In restaurants we argue
over which of us will pay for your funeral
though the real question is
whether or not I will make you immortal.
At the moment only I
can do it and so
I raise the magic fork
over the plate of beef fried rice
and plunge it into your heart.
There is a faint pop, a sizzle
and through your own split head
you rise up glowing;
the ceiling opens
a voice sings Love Is A Many
Splendoured Thing
you hang suspended above the city
in blue tights and a red cape,
your eyes flashing in unison.
The other diners regard you
some with awe, some only with bordom:
they cannot decide if you are a new weapon
or only a new advertisement.
As for me, I continue eating;
I liked you better the way you were,
but you were always ambitious.
Margaret Atwood, “They eat out” from Selected Poems 1965-1975. Copyright © 1974, 1976 by Margaret Atwood.

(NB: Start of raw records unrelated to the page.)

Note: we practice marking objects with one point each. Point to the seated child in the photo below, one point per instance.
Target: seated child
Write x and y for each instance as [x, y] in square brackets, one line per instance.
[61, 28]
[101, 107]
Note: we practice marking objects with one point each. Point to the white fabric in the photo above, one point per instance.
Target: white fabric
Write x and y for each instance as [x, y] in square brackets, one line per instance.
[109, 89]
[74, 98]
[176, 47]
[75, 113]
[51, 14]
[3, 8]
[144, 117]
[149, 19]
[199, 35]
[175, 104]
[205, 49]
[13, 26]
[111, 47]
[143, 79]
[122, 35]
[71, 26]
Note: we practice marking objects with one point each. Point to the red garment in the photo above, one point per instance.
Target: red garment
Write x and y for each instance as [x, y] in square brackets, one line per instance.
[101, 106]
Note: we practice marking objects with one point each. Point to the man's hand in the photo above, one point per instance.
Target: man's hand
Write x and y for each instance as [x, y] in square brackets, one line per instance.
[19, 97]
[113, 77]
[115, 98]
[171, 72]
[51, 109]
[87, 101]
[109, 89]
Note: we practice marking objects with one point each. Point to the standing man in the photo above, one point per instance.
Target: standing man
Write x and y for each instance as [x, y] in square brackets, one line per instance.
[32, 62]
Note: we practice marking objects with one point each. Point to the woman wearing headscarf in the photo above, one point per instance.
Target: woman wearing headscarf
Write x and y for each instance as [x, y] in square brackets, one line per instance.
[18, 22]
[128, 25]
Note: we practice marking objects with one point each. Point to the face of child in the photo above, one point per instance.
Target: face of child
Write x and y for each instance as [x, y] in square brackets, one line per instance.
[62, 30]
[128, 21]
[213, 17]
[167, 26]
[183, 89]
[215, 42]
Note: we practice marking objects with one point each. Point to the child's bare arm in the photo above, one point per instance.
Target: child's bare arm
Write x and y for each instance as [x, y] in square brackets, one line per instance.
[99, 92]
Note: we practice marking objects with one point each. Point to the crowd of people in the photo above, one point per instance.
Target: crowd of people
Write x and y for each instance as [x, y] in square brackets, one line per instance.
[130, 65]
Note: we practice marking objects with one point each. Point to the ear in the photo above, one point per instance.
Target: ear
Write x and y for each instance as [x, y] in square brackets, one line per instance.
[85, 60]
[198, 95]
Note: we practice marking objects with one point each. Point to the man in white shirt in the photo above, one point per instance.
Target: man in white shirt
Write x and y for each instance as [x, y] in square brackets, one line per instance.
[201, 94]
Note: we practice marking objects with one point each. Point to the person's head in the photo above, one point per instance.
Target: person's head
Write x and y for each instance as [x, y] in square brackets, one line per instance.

Used by permission of Houghton Mifflin Company. All rights reserved.
Source:
Selected Poems (1976)
Regarded as one of Canada’s finest living writers, Margaret Atwood is a poet, novelist, story writer, essayist, and environmental activist. Her books have received critical acclaim in the United States, Europe, and her native Canada, and she has received numerous literary awards, including the Booker Prize, the Arthur C. Clarke Award, and the Governor General’s Award, twice. Atwood’s critical popularity is matched by her . . .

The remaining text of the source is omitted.